The Day of the Roundtable
After initial pleasantries and introductions, the participant demographic became extremely clear. The contributors came from many industries and companies of varying sizes. In addition, many were at different stages in their analytics journey. Some had very established extract, transform, load (ETL) practices, while others were just starting to formalize their data strategies — all in all, a very diverse set of practitioners. Nevertheless, although there were acute differences between participants, they all expressed a common goal to provide data to their businesses in an efficient, reliable and repeatable manner.
Is Data Pipeline a Marketing Term?
The moderator Mark opened the roundtable discussion with his opinion on data pipelines. He stated that he thought of data pipelines as “automated processes that move data from one system to another, transforming the data along the way, until it’s ready for business consumption.” He further expanded on that general description by clarifying that he believed many data pipeline types were in use today. He drew an analogy between the varying types of real-world pipelines to validate his point. “For example,” he stated, “the Trans-Alaskan Pipeline system transports crude from the oil fields to the Valdez Marine Terminal, but it isn’t the same type of pipeline that delivers water from rural reservoirs to your house.”Overall, the attendees were in general agreement.
I chimed in with what I am seeing from a market perspective. I commented how many customers mix and match pipelines as business requirements dictate. Some customers are perfectly happy with their existing batch ETL pipelines for legacy reporting requirements, but many also use real-time data pipelines based on change data capture technology for newer analytics processes, such as fraud reporting and machine learning. I also explained how some customers prefer to use an ELT pipeline approach, especially when cloud data warehouses or lakes are the target repository. In this example, the data is extracted from the source systems in real time and delivered to the target system, with the transformation occurring in the future.
As the discussion progressed, it was evident that data pipelines are not just a marketing concept, but something that thousands of companies use every day to deliver the right data to their business users.
Is ETL Still Relevant?
Although many people use the terms “ETL” and “data pipeline” synonymously, we agreed that they are different. ETL pipelines refer to processes that extract data from one system, transform it and load it into another. ETL is usually performed in a batch mode and the target is either a database or a data warehouse.
Data pipelines, on the other hand, are a superset and refer to any set of processing elements that move data from one system to another, possibly transforming the data along the way. However, data pipelines are largely associated with streaming computation (meaning every event is handled and processed as it occurs). Additionally, data pipelines don’t have to end in loading the data into a database or a data warehouse. They can, for example, trigger further business processes or data processing on other systems.
The subject of the roundtable discussion then turned to “transitioning from ETL,” as mentioned in the title of the session, with many questioning whether it’s necessary to move away from ETL. My view is that you should always use the best tool for the job, and, if it’s not broken, then don’t fix it.

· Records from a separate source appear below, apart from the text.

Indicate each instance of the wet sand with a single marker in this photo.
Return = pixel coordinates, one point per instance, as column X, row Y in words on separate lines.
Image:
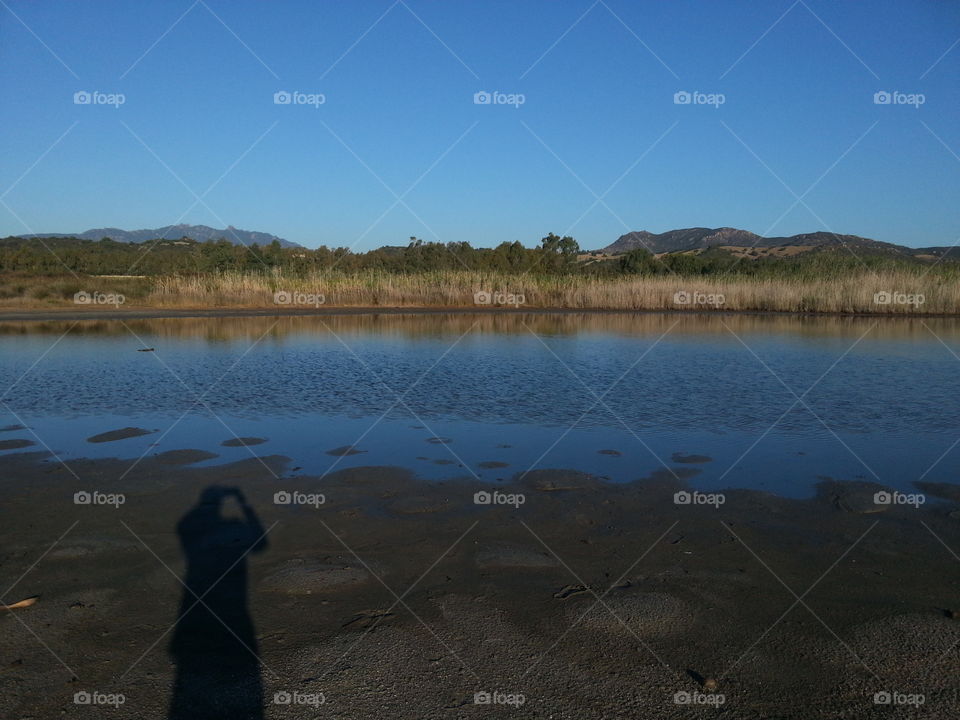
column 396, row 597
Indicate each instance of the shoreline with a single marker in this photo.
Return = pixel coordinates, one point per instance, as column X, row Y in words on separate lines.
column 146, row 313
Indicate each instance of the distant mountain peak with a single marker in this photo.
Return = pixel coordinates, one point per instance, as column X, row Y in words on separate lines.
column 200, row 233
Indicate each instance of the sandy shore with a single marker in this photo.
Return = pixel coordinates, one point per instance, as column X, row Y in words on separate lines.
column 401, row 598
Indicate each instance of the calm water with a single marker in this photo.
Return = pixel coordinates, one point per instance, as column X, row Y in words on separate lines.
column 878, row 397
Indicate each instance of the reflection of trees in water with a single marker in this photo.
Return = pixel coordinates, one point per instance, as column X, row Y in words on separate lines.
column 214, row 643
column 437, row 324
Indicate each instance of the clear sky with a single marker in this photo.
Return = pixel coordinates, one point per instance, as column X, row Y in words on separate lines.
column 399, row 147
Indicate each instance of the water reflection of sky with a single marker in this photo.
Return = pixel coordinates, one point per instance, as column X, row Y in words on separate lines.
column 884, row 407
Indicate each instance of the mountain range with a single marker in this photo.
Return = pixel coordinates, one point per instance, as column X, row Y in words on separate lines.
column 688, row 240
column 746, row 242
column 200, row 233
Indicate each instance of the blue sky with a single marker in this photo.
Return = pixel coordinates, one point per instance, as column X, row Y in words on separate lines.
column 798, row 118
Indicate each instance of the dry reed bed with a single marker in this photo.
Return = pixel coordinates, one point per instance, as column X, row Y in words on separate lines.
column 909, row 292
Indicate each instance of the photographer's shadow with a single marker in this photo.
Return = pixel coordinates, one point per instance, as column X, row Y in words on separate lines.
column 214, row 645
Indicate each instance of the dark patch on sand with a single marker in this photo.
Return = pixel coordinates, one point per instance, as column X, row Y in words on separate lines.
column 690, row 459
column 243, row 442
column 304, row 577
column 121, row 434
column 515, row 556
column 345, row 450
column 15, row 444
column 485, row 588
column 184, row 457
column 944, row 491
column 555, row 480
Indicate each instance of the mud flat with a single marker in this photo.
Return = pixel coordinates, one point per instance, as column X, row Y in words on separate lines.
column 396, row 597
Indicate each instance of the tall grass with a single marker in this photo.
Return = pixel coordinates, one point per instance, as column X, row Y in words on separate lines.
column 854, row 293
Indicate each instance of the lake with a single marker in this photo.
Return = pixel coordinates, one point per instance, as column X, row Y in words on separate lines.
column 748, row 401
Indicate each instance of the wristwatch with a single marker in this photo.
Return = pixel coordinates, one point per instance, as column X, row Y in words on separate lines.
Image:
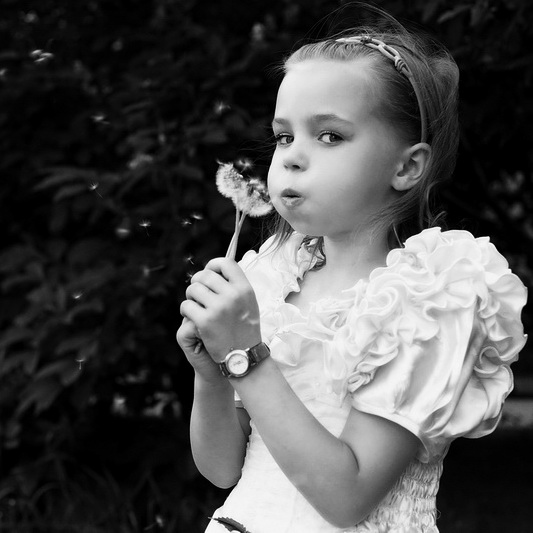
column 238, row 363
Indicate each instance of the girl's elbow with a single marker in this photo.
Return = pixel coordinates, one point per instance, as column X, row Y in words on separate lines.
column 348, row 518
column 222, row 481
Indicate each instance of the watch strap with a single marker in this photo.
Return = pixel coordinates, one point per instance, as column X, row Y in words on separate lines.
column 255, row 355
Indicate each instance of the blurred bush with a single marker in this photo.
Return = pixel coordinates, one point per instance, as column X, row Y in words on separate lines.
column 113, row 116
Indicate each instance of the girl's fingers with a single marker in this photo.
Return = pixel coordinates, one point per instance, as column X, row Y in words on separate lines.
column 191, row 310
column 227, row 268
column 212, row 280
column 199, row 293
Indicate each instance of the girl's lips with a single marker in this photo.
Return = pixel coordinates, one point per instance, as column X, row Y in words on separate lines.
column 291, row 201
column 291, row 198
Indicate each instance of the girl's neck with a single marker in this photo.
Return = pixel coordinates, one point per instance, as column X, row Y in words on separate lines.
column 353, row 257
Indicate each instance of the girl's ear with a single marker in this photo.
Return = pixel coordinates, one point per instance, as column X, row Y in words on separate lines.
column 412, row 166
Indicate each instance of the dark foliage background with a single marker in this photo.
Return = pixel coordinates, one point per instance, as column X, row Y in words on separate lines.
column 112, row 115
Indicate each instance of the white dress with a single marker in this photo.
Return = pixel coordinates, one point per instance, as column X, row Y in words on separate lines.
column 395, row 346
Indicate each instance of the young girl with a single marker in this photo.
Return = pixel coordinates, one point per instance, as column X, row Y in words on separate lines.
column 355, row 360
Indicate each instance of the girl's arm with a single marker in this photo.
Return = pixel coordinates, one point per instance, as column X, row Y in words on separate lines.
column 343, row 478
column 218, row 432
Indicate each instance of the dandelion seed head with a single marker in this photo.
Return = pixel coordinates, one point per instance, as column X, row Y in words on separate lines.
column 230, row 183
column 244, row 163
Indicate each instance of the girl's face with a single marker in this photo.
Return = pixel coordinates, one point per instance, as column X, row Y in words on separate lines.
column 335, row 159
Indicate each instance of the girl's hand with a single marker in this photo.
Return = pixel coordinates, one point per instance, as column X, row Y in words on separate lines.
column 222, row 305
column 204, row 366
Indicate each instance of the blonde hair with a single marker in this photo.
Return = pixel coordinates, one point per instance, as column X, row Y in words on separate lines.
column 436, row 75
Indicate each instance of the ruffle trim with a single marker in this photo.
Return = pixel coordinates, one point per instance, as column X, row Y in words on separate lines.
column 402, row 303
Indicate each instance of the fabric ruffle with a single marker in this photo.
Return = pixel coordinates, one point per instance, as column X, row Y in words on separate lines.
column 398, row 340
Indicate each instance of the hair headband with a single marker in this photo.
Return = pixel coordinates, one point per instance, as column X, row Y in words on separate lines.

Some participants commented that changing their traditional ETL pipelines can take weeks and mused that perhaps they should investigate alternative data delivery solutions.
By now, we had reached the session time limit and had to wrap up and began our summary. What did we learn? Well, I was reminded that, once again, one size of solution does not meet all user demands. I was also reminded that not everyone is at the same stage of their data journey, either. The key takeaway for me was that data pipelines can provide businesses the adaptability and flexibility they sorely need to deliver the right data in today’s highly dynamic environments.